Marc Godefroy est intervenu à l’occasion du débat budgétaire pour dénoncer un budget en matière de santé et de prévention pas à la hauteur des enjeux.

La compétence du Département en matière de santé porte principalement sur la prévention, et singulièrement sur la prévention relative à l’enfance et à la famille, alors même que les enjeux du soin sont largement mis en fragilité au niveau national. Nous l’avons déjà indiqué, les orientations générales poursuivies par le plan prévention santé et les services nous paraissent bienvenues, d’autant qu’elles confortent le plus souvent les orientations que nous avions nous même initiées.
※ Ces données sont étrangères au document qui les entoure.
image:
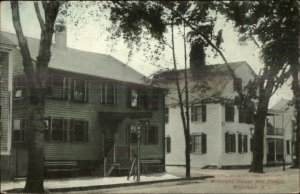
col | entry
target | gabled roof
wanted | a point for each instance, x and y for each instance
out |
(205, 85)
(83, 62)
(282, 104)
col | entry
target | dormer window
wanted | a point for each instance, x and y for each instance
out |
(80, 90)
(133, 98)
(19, 87)
(237, 84)
(108, 93)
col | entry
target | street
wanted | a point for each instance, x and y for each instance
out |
(226, 181)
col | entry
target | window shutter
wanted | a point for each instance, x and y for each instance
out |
(226, 142)
(87, 91)
(168, 144)
(72, 88)
(204, 113)
(128, 97)
(192, 143)
(240, 143)
(246, 143)
(65, 130)
(86, 131)
(23, 129)
(203, 141)
(71, 130)
(233, 142)
(192, 113)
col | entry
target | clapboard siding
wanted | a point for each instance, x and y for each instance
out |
(68, 109)
(5, 101)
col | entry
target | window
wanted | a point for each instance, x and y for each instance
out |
(229, 113)
(80, 90)
(133, 98)
(168, 144)
(152, 100)
(288, 150)
(246, 115)
(237, 84)
(251, 144)
(47, 129)
(149, 135)
(152, 135)
(131, 136)
(242, 143)
(19, 87)
(79, 131)
(57, 87)
(19, 128)
(108, 93)
(59, 130)
(166, 115)
(198, 113)
(198, 143)
(229, 142)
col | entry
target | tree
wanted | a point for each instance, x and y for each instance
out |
(36, 75)
(273, 26)
(131, 19)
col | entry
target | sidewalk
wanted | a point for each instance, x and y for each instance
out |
(84, 183)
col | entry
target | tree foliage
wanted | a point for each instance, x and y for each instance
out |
(273, 26)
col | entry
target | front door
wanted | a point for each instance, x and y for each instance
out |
(109, 136)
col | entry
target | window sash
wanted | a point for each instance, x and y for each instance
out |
(108, 93)
(19, 130)
(229, 113)
(198, 113)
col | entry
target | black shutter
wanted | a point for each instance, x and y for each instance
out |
(192, 142)
(251, 144)
(128, 97)
(86, 131)
(72, 89)
(204, 113)
(87, 91)
(233, 143)
(246, 143)
(240, 143)
(168, 144)
(203, 141)
(65, 130)
(71, 129)
(193, 113)
(226, 142)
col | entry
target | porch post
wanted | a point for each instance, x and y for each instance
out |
(114, 147)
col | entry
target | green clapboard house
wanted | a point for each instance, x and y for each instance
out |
(92, 104)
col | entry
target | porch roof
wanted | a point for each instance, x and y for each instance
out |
(122, 115)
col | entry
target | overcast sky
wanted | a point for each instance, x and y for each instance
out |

Il faut toutefois les rapporter aux efforts budgétaires réellement consentis.

Le budget de fonctionnement que vous nous présentez pour 2020 s’élève à 5,75 millions d’euros hors dépenses de personnel, pour 3,8 millions d’euros en recettes, provenant essentiellement de l’ARS pour la vaccination et de l’agrément CEGID pour les actions de prévention.

Au total, ce sont donc environ deux millions d’euros de fonds propres que nous consacrons aux politiques de santé en dépense directe.
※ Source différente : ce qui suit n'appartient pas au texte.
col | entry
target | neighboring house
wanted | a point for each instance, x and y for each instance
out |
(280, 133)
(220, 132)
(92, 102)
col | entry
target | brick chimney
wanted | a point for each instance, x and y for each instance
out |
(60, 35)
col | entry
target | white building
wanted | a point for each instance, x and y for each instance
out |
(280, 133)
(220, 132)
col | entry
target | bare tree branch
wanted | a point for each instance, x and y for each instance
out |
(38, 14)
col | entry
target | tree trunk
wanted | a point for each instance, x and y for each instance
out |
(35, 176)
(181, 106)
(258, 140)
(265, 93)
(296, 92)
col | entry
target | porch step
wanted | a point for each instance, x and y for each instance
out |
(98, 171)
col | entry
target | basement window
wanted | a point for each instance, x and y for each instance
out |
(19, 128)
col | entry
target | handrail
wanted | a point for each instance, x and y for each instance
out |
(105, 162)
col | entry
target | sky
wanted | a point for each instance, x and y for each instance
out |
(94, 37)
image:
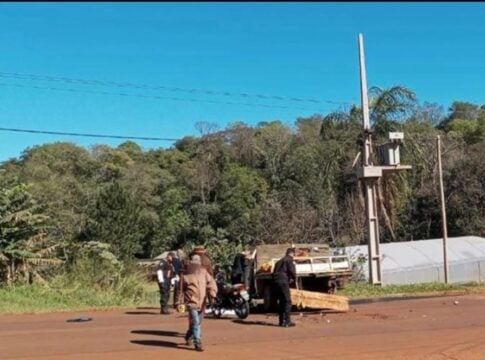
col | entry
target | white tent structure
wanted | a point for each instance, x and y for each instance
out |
(421, 261)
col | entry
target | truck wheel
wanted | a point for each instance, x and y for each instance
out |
(242, 311)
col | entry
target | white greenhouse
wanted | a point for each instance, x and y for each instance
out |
(422, 261)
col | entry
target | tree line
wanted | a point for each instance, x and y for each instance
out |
(267, 183)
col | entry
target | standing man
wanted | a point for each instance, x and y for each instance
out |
(177, 268)
(241, 267)
(165, 274)
(284, 273)
(197, 285)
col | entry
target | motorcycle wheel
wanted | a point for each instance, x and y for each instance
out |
(242, 311)
(217, 312)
Cette dépense directe est néanmoins très marginale, au regard des quelques 43 millions d’euros affectés aux dépenses de personnel  pour la PMI (pour plus de 80%), les Services prévention santé (pour 17%) et le service EPICEA (pour environ 1,5%) qui réalise les actions de prévention des addictions.

Au regard de l’importance de ces enjeux de prévention santé dans une région et un département particulièrement impactés, on peut légitimement s’interroger sur la part très faible (environ 1,5%, y compris les dépenses de personnel) consacrée à cette politique sur l’ensemble de notre budget.

D’autre part, il nous faut souligner que la dépense de personnel envisagée en valeur nette est quasiment stable de 2015 à 2019, et s’accompagne par conséquent (du fait du glissement vieillesse-technicité) d’une baisse constante des effectifs sur la même période, passant de 796 à 752.

Certes les difficultés de recrutement ne sont pas neutres, mais la stabilité de la dépense ne permettra pas d’y faire face. Et la revalorisation de 20% de la rémunération des médecins vacataires que vous proposez, pour indispensable et bienvenue qu’elle soit, ne représente qu’une infime partie de ce budget, qui ne répondra donc pas en 2020 aux enjeux structurels auxquels il doit faire face.